The AI is only as good as its playbook. An NDA playbook configured as "accept anything standard" produces noise. A well-calibrated playbook produces the correct flags. Here are the 12 clauses to configure, and how to describe acceptable, marginal, and reject thresholds for each.

  1. Definition of confidential information: Accept: broad all-information definition or enumerated definition covering the business purpose. Flag: narrowly enumerated definition that excludes key categories. Reject: definition that requires physical marking of confidential materials (impractical for modern business).
  2. Duration of obligations: Accept: 3-5 years. Flag: below 2 years or above 7 years. Reject: no duration specified.
  3. Permitted use: Accept: limited to evaluation of the specific relationship. Flag: broad language permitting use for any purpose within the receiving party's business. Reject: no use restriction.
  4. Permitted disclosures to employees: Accept: on need-to-know basis with equivalent confidentiality obligations. Flag: no need-to-know limitation. Reject: no restriction on internal disclosure.

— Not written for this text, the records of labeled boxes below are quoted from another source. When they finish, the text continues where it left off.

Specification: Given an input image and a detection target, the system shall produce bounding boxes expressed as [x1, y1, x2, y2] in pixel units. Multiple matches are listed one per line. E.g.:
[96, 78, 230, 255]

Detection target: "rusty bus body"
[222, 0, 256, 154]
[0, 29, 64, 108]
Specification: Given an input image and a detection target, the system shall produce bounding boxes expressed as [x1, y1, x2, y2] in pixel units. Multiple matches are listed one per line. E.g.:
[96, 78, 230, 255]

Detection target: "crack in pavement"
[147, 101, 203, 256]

  5. Survival of obligations: Accept: 2-5 years post-agreement expiry. Flag: no survival clause. Reject: survival tied to receiving party's internal retention policy only.

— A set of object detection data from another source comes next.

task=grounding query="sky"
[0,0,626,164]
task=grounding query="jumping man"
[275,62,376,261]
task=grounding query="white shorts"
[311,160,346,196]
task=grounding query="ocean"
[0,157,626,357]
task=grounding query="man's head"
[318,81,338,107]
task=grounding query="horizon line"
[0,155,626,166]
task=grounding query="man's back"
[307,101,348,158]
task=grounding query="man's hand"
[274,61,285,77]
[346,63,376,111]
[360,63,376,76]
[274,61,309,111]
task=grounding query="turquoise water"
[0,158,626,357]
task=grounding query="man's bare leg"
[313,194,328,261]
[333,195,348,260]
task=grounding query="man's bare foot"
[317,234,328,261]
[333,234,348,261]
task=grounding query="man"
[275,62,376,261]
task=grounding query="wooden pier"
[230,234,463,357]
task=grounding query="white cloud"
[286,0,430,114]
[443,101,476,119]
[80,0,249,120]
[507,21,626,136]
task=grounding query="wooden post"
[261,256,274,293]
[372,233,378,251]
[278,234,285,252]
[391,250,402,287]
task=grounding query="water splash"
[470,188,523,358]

  6. Return and destruction: Accept: return or certified destruction on request. Flag: destruction without certification. Reject: no obligation to return or destroy.

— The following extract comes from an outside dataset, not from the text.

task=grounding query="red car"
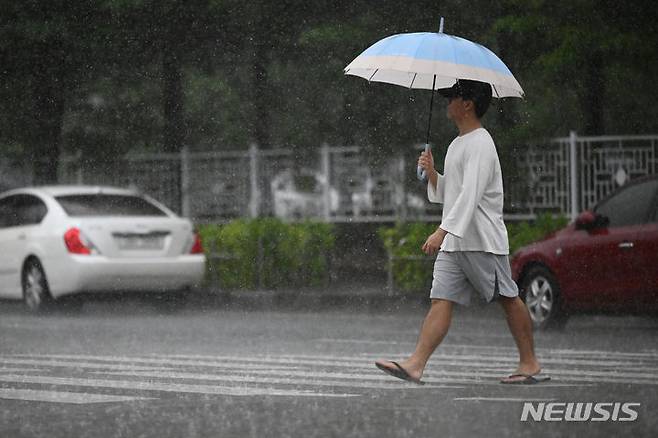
[511,175,658,328]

  7. Residual rights clause: Accept: no residual rights clause, or very narrow (retained in unaided human memory, not computer-aided). Flag: standard residual rights clause. Reject: broad residual rights covering information retained in business records.
  8. Non-use vs non-disclosure: Accept: both non-use and non-disclosure. Flag: non-disclosure only without explicit non-use. Reject: no non-use obligation for a disclosing-party situation.
  9. Mutual vs one-way structure: Accept: mutual in a mutual-disclosure context; one-way for pure discloser situations. Flag: one-way where mutual disclosure is expected. Reject: depends on deal context.
  10. Legal compulsion notice: Accept: notification before or promptly after compelled disclosure. Flag: no notice obligation on compelled disclosure. Reject: no legal compulsion carve-out.
  11. Governing law: Accept: buyer's preferred jurisdiction or neutral commercial jurisdiction. Flag: counterparty's home jurisdiction (especially non-US, non-UK, non-EU). Reject: jurisdiction with limited NDA enforceability for your business context.
  12. Dispute resolution: Accept: courts of the governing law jurisdiction, or arbitration with specified rules. Flag: arbitration with unusual seat or rules. Reject: unusual dispute resolution (mediation as exclusive remedy, internal executive panel).
Educational content; not legal advice. NDA playbook positions vary by business context and jurisdiction; verify with qualified counsel before deployment. Last verified April 2026.